Die OHC-Ventilsteuerung bezeichnet eine Bauform der Ventilsteuerung eines Hubkolben-Viertaktmotors (auch für Auslassventile von Zweitakt-Dieselmotoren), bei der die Betätigung der Ventile durch eine oder mehrere obenliegende Nockenwelle(n) (englisch: Overhead Camshaft) erfolgt. Die Ventile können dabei von den Nocken direkt über Tassenstößel bzw. indirekt über Kipp- oder Schlepphebel gesteuert werden.

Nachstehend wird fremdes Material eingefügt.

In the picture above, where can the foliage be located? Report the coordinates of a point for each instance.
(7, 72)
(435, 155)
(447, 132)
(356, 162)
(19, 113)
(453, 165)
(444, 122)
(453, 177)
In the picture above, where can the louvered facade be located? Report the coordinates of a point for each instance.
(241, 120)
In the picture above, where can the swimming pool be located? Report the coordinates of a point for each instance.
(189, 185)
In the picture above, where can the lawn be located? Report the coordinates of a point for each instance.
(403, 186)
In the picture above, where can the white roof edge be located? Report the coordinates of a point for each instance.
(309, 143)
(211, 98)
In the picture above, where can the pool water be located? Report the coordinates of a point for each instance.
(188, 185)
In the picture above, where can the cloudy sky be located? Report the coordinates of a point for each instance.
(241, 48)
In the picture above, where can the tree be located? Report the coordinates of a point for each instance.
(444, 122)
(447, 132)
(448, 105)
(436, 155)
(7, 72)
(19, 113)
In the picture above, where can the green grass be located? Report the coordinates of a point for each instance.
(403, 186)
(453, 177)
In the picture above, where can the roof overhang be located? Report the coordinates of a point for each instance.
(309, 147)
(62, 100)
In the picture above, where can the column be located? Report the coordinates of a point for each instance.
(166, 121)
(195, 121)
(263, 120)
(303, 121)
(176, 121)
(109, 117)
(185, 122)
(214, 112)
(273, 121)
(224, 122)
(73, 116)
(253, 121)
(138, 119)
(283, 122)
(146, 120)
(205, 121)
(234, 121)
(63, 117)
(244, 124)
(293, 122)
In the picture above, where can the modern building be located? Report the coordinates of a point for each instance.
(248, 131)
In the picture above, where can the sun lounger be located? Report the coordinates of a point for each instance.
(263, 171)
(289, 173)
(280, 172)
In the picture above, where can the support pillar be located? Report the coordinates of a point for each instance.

Kennzeichnendes Merkmal des OHC-Motors ist die Lage der Nockenwelle(n), die oberhalb der Trennlinie ZylinderZylinderkopf liegen muss/müssen; bei V-, Boxer-, Reihenstern- und sonstigen Motoren mit mehreren Zylinderbänken (-reihen) sowie „hängend“ (Kurbelwelle oben) eingebauten Reihen- bzw. V-Motoren ist mit „oberhalb“ gemeint: auf der dem Brennraum abgewandten Seite der Trennlinie. Bei den oft hängend eingebauten Flugmotoren liegt/liegen die obenliegende Nockenwelle(n) also tatsächlich unterhalb der Verbrennungsräume.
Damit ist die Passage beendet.